Why I Wore Lipstick to My Mastectomy
“Extensive intraductal carcinoma, poorly differentiated, clean margins, negative estrogen receptors, lobular.”
“You’re so young.”
“You’re so pretty.”
“It’s such a shame.”
Well, that was not helpful.
So, she decided she needed to take control of her life.
She put on lipstick and high heels and went to a strip club.
Her doctors were giving her conflicting recommendations about whether she should have a mastectomy or a lumpectomy, or even a double mastectomy.
Each ended their recommendation with the statement that it was her choice.
She didn’t want it to be her choice.
She wanted the doctors to tell her what to do.
In the end, she had a single mastectomy with chemotherapy.
It’s not that she ever considered performing in a strip club, but with a mastectomy she knew she never would be able to.
What would she be giving up?
It was the lipstick that was the key to her courage throughout her journey.
“Lipstick – I never used to wear it.
“I used to be strictly a gloss girl: Bonne Bell.”
“Lipstick was reserved for movie stars, rocker chicks, magazine-ad models, and a certain type of woman that I knew I was not.”
“The tinted gloss sustained me until college, when I received some red lipstick as a free gift with a purchase…”
“Some sort of confidence was on my lips staring back at me.”
What Sustained Her?
Lucas not only had a good job in an industry she loved, in a vote of confidence, they promoted her while she was undergoing chemotherapy.
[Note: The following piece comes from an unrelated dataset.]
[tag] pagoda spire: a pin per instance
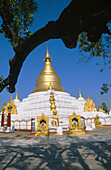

Her boss was a breast cancer survivor.
Her parents, family and friends surrounded her at her chemotherapy sessions.
Her husband was a surgeon who practiced at the hospital where she had her mastectomy.
And, although professional courtesy helped sustain him, he worried that either 1) she would die or 2) she would wake up after her brush with death, decide she wanted a different life and leave him.
So, his professional preparation was a mixed bag.
Playing the Cancer Card
The first two taxi drivers she told that she had cancer had wives who had also had it.
On leaving her first chemotherapy session:
“When the empty taxi pulls over the first thing I hear is heavy metal music…I do not want to step into a Black Sabbath concert now because I feel so queasy….
“He’s covered in tattoos and wearing a black bandanna..
‘I just had my first chemotherapy treatment. Please, please try to drive slowly.
‘I’m so scared that I’ll vomit in your car.’
“The next thing I hear is soft classical music and he has pulled his taxi over. …
‘My wife had ovarian cancer and it was the chemo that nearly killed her.’
“He rolls down the windows in case I need to vomit and drives so slowly that we get honked at four times.
“He parks the taxi in front of my apartment building and insists on carrying my bag and walking me to the front door.”
After Lucas’s final breast reconstruction surgery she decided that instead of a nipple tattoo, she wanted an actual tattoo, a heart at the end of her mastectomy scar, across the skin over her implant.
“My scar looks like a skid mark, where I hit the brakes and came so close to death.”
She called around to tattoo parlors to see if this were even possible and found one that understood the physiology of her request.
Afterwards, she agreed to a topless photo for Self magazine to bring mastectomy and reconstruction out of the closet of fear and shame.
Could She Have Children?
After a cancer survivors’ walk for breast cancer, Lucas was approached by a young woman.
“Just as I’m about to take off my survivor hat a young Mom holding a baby walks up to me.
‘Excuse me. Are you a survivor?’
‘I came to the walk today to meet a young woman and show her my baby.’
‘All my doctors told me not to get pregnant, but I did anyway.’
‘I wanted to show my baby to someone to give her some hope.’”
The doctors recommended that Lucas wait two years after her chemotherapy treatment.
She waited five.
“When I walk into my baby shower the first thing I notice is all the pink – and I panic.”
“Pink is precarious and dangerous to me now. I have been wearing pink ribbons since my diagnosis.”
Lucas had a daughter and a few years later, a son.
What Is It About Lipstick?
“I do love lipstick because no one is born with it.
“It is so democratic.”
She remembers the day of her mastectomy surgery.
“Each time I wear lipstick, I am emboldened by the memory of that day: the IV line in my arm, my surgical gown with my butt hanging out, and my perfectly applied lipstick.”
“I swear I can still taste that hope.”
Where Is She Now?
Lucas is Executive Director of Public Affairs at Lifetime TV, in New York City.
Her web site promotes early detection, like the discovery of lumps in a self-breast exam that first sent her to her doctor.
After a mastectomy, part of reconstruction of a breast can include reconstruction of a nipple.
Optionally, tattoos can duplicate a natural, nipple color.